Although the National Day of Prayer has been established as an official American tradition since 1952, the history runs far deeper.

The long-standing practice of hosting a national day of prayer falls on the first Thursday of May. Some may choose to partake in the tradition, while others may let it simply pass by. Nonetheless, many are unaware of the rich history the practice has in the American story.

Days of prayer and supplication were familiar to those in the British colonies. In fact, British law commanded the observation of many days of fasting and prayer. 

Although collective days of prayer were observed locally in various American territories, cross-colony prayer first came into being when tensions between Great Britain and the American colonies were at critical mass.  

In 1775, nearly one year before the Declaration of Independence was signed, the Continental Congress announced a day of prayer on Thursday, July 20, focusing on the continuing hostilities between the colonies and Great Britain. Prayer was to be offered for the king, as well as the oppressed colonies:

“…Thursday, the 20th day of July next, be observed by the inhabitants of all the English colonies on this continent, as a day of public humiliation, fasting and prayer that we may, with united hearts and voices…bless our rightful sovereign King George III, and inspire him with wisdom to discern and pursue the true interest of all his subjects, that is speedy and may be put to the civil discourse between Great Britain and the American colonies, without further effusion of blood.”

After war broke out, the tradition of having a cross-colony day of prayer continued throughout the Revolutionary War. The National Day of Prayer took a brief hiatus after the war, but President George Washington reinstituted the practice in the first year of his presidency. 

On April 11, 1779, 10 years before he was president, George Washington echoed the call of the Continental Congress and instructed the colonial armies to set aside the 6th day of May as an occasion of prayer and fasting. 

“… Congress having recommended it to the United States to set apart Thursday the 6th day of May next to be observed as a day of fasting, humiliation, and prayer, to acknowledge the gracious interpositions of Providence; to deprecate deserved punishment for our Sins and Ingratitude, to unitedly implore the Protection of Heaven; success to our Arms, and the Arms of our Ally: the Commander in Chief enjoins a religious observance of said day and directs the Chaplains to prepare discourses proper for the occasion; strictly forbidding all recreations and unnecessary labor,” Washington wrote in a letter to Colonel William Patterson.

Thanksgiving ceremonies were considered another day of prayer under British law and were held in the fall. Days of prayer in the spring were usually accompanied by fasting and supplication. It wasn’t until Abraham Lincoln that Thanksgiving was made into an official holiday celebrated in the fall.

Through the years, declaring a national day of prayer came in spurts, with some presidents engaging in the practice and others choosing to forgo it. 

It wasn’t until 1952 that a bill was introduced, stating that the president of the United States was to set aside an appropriate day each year, other than Sunday, as a National Day of Prayer. President Harry S. Truman signed the bill into law, and the National Day of Prayer has been an annual practice for the U.S since. 
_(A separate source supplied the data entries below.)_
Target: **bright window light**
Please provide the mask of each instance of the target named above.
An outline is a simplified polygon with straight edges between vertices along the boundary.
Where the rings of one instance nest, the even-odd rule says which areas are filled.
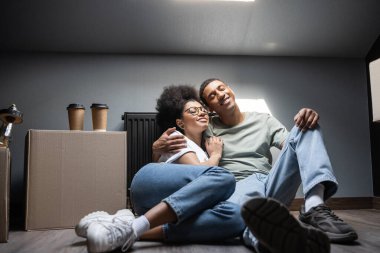
[[[380,59],[369,64],[373,121],[380,120]]]
[[[236,99],[236,103],[242,112],[261,112],[272,115],[264,99]]]

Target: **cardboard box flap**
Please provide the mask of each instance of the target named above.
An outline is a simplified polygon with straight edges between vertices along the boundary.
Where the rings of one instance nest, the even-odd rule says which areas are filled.
[[[126,133],[30,130],[26,229],[126,206]]]

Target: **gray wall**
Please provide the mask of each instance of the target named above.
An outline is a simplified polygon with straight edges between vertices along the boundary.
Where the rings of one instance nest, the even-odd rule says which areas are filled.
[[[320,123],[340,188],[336,196],[372,196],[367,85],[363,59],[128,56],[85,54],[3,54],[0,108],[16,103],[24,122],[11,144],[12,200],[23,194],[24,137],[28,129],[68,129],[66,106],[110,107],[109,130],[122,130],[121,115],[154,111],[170,84],[194,84],[219,77],[238,98],[264,98],[288,128],[302,107],[321,115]]]

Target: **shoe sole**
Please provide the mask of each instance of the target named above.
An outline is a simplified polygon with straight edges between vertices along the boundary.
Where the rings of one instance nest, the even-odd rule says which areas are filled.
[[[272,252],[330,252],[329,239],[323,232],[303,227],[274,199],[251,199],[243,205],[241,214],[251,232]]]
[[[358,235],[355,232],[349,232],[346,234],[334,234],[329,232],[325,233],[329,237],[330,242],[335,243],[351,243],[358,239]]]

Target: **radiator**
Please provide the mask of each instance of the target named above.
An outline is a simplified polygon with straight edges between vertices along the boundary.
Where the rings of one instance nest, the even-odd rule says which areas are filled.
[[[156,123],[157,113],[125,112],[124,130],[127,131],[127,194],[134,175],[152,161],[152,144],[163,131]]]

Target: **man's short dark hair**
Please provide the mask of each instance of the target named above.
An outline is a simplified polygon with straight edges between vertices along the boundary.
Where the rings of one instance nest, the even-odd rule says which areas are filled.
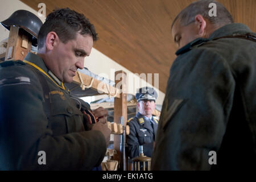
[[[93,41],[98,39],[94,26],[89,19],[69,8],[55,10],[47,16],[38,34],[38,49],[43,47],[48,33],[51,31],[56,32],[64,43],[75,39],[76,33],[89,35]]]
[[[210,3],[214,3],[216,5],[216,16],[209,15],[209,11],[210,10],[209,5]],[[215,0],[200,0],[192,3],[180,11],[174,19],[171,28],[172,29],[174,23],[178,19],[183,26],[189,24],[195,21],[195,16],[197,14],[207,18],[210,23],[217,27],[234,23],[232,16],[220,3]]]

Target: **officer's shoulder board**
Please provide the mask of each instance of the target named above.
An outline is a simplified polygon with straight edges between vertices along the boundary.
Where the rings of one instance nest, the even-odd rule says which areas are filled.
[[[5,68],[14,65],[26,65],[26,63],[23,63],[22,61],[17,60],[17,61],[6,61],[3,63],[0,63],[0,67]]]
[[[4,68],[15,65],[24,65],[25,63],[21,61],[6,61],[0,63],[0,68]],[[31,84],[30,78],[24,76],[11,76],[9,75],[7,77],[0,78],[0,86],[15,86],[20,85],[30,85]]]
[[[156,124],[158,124],[158,119],[156,119],[156,118],[153,117],[153,120],[154,120],[154,121],[155,121],[156,123]]]
[[[210,39],[209,39],[197,38],[197,39],[193,40],[192,42],[189,43],[186,46],[183,47],[179,50],[177,50],[175,52],[175,54],[177,56],[179,56],[179,55],[181,55],[182,53],[184,53],[185,52],[187,52],[191,50],[192,49],[193,47],[195,47],[196,46],[199,47],[201,45],[203,45],[205,42],[207,42],[209,40],[210,40]]]

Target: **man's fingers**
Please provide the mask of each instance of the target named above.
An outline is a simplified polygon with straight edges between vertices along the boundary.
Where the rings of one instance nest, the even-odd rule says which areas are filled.
[[[95,109],[93,112],[94,115],[97,118],[106,117],[108,114],[108,110],[102,107],[100,107]]]

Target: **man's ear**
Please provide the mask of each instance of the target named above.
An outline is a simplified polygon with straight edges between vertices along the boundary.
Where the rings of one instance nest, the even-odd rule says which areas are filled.
[[[56,45],[59,44],[60,39],[58,35],[55,32],[49,32],[46,36],[46,49],[48,51],[53,49]]]
[[[195,16],[195,20],[196,21],[196,25],[197,30],[199,30],[198,34],[200,36],[203,37],[206,34],[207,22],[204,17],[200,14],[196,15],[196,16]]]

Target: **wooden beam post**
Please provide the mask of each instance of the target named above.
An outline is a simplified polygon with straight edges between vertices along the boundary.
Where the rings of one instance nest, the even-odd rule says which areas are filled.
[[[31,49],[31,40],[19,27],[12,26],[6,48],[5,61],[23,60]]]
[[[114,106],[114,122],[121,123],[121,117],[123,117],[123,125],[126,126],[127,122],[127,98],[126,98],[126,73],[119,71],[115,73],[115,88],[119,89],[120,98],[115,98]],[[114,159],[118,160],[120,168],[123,167],[123,156],[121,152],[121,135],[114,136],[114,148],[117,151],[117,154],[114,155]]]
Even though atheistic groups have had significant resistance to the National Day of Prayer, the National Day of Prayer organization (NDOP) maintains that the day is of paramount importance. 

“The National Day of Prayer has great significance for us as a nation as it enables us to recall and to teach the way in which our founding fathers sought the wisdom of God when faced with critical decisions,” the NDOP website says. “It stands as a call for us to humbly come before God, seeking His guidance for our leaders and His grace upon us as a people. The unanimous passage of the bill establishing the National Day of Prayer as an annual event signifies that prayer is as important to our nation today as it was in the beginning.”

Although the day is observed across religious lines, the NDOP website maintains an explicitly Christian statement of faith.

Dr. Brandon Scroggins, a local pastor in Wetumpka, outlined the significance of national, corporate prayer amongst believers during turbulent cultural times. 

“Throughout scripture, we see public calls for prayer over nations in tremendous need,” Scroggins said. “In the midst of national distress and disaster, Nehemiah cried out, 'O Lord, let your ear be attentive to the prayer of your servant, and to the prayer of your servants who delight to fear your name…' (Nehemiah 1:11). The nation had fallen into ruin, and there was a multitude of concerns to address. It’s striking, however, that the book of Nehemiah begins with a desperate plea of prayer before God. And in our own day, we have countless concerns before us, and action is needed to rebuild and restore the ruins. However, there is no other place to begin but with prayer. Prayer must be thoroughly threaded into the fabric of our daily lives, but there are also times to arise together corporately in prayer.

“May the National Day of Prayer be a time for us, beginning with individual families and churches across Alabama, to cast ourselves before the mercy of God- bringing adoration and praise to God for His many attributes and works, confessing our sins before our Holy God, thanking God for His graciousness in a thousand different ways, and praying through the many pressing concerns facing families, churches, civil magistrates, and communities across our great nation.”